Great Britain's Kieron Achara
Great Britain captain Kieron Achara represented Scotland at the Commonwealth Games in April

Great Britain will be able to fulfil their 2018 international fixtures after the government agreed a one-off funding package worth £500,000.

Sports minister Tracey Crouch approved the package after British Basketball revealed a funding shortfall that put their entire programme at risk.

An initial £195,000 will keep the GB men's and women's teams in action.

But the rest will depend on Britain's basketball authorities coming up with a plan to work together more effectively.

Crouch wants British Basketball and the three bodies under its umbrella - representing England, Scotland and Wales - to cease in-fighting that has damaged the sport's chances of progress.

She said: "I have been very clear that basketball bodies must work together to secure the future of the sport."

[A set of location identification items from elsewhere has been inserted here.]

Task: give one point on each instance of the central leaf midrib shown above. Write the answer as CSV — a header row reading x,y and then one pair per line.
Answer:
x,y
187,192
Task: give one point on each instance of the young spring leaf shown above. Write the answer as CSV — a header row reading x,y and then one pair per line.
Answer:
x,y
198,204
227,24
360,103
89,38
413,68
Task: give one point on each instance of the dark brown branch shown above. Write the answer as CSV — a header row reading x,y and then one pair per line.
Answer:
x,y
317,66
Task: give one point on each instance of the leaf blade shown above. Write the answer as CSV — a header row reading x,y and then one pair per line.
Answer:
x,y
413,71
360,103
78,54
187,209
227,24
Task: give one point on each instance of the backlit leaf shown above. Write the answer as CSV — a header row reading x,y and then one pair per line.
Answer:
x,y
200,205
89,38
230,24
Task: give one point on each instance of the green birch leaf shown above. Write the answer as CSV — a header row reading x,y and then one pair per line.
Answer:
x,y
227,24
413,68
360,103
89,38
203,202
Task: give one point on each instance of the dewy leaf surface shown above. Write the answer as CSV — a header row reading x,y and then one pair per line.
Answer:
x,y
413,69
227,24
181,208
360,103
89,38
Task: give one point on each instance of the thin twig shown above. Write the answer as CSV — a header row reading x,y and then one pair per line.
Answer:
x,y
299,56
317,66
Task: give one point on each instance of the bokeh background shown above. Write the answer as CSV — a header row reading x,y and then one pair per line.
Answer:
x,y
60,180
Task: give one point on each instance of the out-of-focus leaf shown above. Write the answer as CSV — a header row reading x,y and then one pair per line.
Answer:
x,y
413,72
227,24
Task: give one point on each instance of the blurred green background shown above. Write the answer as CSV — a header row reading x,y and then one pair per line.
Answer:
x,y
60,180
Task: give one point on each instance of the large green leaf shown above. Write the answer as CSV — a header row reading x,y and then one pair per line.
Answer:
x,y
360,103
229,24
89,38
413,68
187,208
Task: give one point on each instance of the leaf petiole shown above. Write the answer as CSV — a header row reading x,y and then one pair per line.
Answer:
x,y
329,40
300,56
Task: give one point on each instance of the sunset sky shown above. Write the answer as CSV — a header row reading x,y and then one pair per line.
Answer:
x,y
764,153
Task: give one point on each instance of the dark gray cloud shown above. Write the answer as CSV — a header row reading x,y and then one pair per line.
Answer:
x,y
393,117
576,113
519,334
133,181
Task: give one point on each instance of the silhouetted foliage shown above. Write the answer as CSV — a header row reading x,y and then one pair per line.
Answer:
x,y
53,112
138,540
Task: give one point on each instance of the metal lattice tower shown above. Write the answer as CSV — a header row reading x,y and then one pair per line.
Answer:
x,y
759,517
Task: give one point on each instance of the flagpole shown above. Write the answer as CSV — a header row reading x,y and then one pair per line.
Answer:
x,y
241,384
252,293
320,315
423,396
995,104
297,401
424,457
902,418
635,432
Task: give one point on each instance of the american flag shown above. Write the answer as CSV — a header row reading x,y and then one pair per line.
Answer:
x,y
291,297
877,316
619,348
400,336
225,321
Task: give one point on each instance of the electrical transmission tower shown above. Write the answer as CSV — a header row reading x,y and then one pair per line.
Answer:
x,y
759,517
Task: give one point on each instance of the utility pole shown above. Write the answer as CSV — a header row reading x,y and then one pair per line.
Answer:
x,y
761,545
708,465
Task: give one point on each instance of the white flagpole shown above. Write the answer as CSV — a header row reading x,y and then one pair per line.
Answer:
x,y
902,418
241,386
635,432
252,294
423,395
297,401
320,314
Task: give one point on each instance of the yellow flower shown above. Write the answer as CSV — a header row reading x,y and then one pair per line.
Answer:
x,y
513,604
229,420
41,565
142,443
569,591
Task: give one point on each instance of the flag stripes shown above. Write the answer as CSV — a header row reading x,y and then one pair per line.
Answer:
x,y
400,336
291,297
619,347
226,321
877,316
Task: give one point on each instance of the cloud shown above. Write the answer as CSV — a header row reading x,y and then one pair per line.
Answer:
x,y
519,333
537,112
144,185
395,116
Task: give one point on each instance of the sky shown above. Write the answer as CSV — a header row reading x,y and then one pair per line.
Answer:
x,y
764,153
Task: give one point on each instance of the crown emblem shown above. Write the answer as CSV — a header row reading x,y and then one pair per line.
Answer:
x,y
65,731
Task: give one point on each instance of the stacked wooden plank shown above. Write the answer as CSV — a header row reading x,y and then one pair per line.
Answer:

The one-off funding package has been created through Crouch's government department - Digital, Culture, Media and Sport - and is being distributed by UK Sport.

British Basketball said in February that it needed to find £1m urgently to fund its eight teams - made up of men's, women's and age-group sides - or consider scrapping the programme.

That would have lead to Great Britain being suspended by Fiba, the sport's world governing body, for failing to fulfil their fixtures.

Britain's men are set to complete their Fiba World Cup qualifying campaign with home games in Glasgow against Estonia on 29 June and Israel on 2 July.

The women's final two EuroBasket Women qualifiers are at home to Greece on 17 November and Portugal on 21 November.

Crouch held an emergency meeting in March with UK Sport and Sport England, as well as British Basketball, the home nation governing bodies and Fiba, to discuss how the British game can gain a more sustainable financial footing.

Basketball receives grassroots funding from Sport England but has not had any money for its elite programme since the 2012 Olympics, as UK Sport only supports sports it believes have obvious medal potential.

UK Sport's chief executive Liz Nicholl said: "It is disappointing that British Basketball has found itself in this situation, faced with significant financial challenges, but it is important that we put the athletes first so we are pleased to step in to manage this one-off support package for the sport."